Looking at my own life and social habits, I throw myself under the proverbial bus first. I don’t mean to chastise anybody who camps for Black Friday or has ever Instagrammed their burger. I love a great deal as much as the next person, and my camera roll isn’t free of pictures of food. I did lead off with pop culture frontman Jimmy Fallon of all things. In order to effectively change culture you must understand it and affect what you can with deft competence. Popular culture will always exist, but we collectively define what is popular.

The goals of our culture will be dictated by our value system. If we elevate celebrity, it is celebrity that people will seek. If we elevate wealth, it is wealth we will seek and so on. But we need not feel powerless and defeated to the current forms. Things aren't “just the way they are”, things are “the way we value them to be.”

The culture at large isn’t created by one or two trendsetters. Miley didn’t just twerk her way to the top. We endorsed her to that level. So even if we’re never going to be the movers and shakers of our generation, what we do still matters. What we say and what we’re silent on, what we consume and what we abstain from communicate our values.
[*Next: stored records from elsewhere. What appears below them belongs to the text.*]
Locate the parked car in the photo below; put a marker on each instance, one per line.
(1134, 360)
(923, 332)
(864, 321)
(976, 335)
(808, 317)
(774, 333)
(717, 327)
What each of us individually cares about, perpetuates, and shares about affects our small spheres of influence that bubble up to the larger. Our actions are never in vacuum, but are inputs, both positive and negative, into our societal value system. We are all responsible and accountable.

For my fellow Generation X brothers and sisters, this will take some careful self-assessment and boldness in living out our convictions, countering the unexamined life.

Perhaps we can think of what our generational legacy would be. When the torch passes on to the Millenials, I hope that we’ve left our society more racially reconciled, more equitable, more healthy, at peace and positioned for even more. Just as on the individual level, we are, for better or worse, generationally interconnected.

The sooner we realize that we’re all teammates playing against the same house, the sooner we’ll see we need not only a larger table but a different set of cards. So when the buck does stop at Gen X and it’s our turn to deal, we can swap out the old, tired deck for a brand new one we’ve been stacking for years.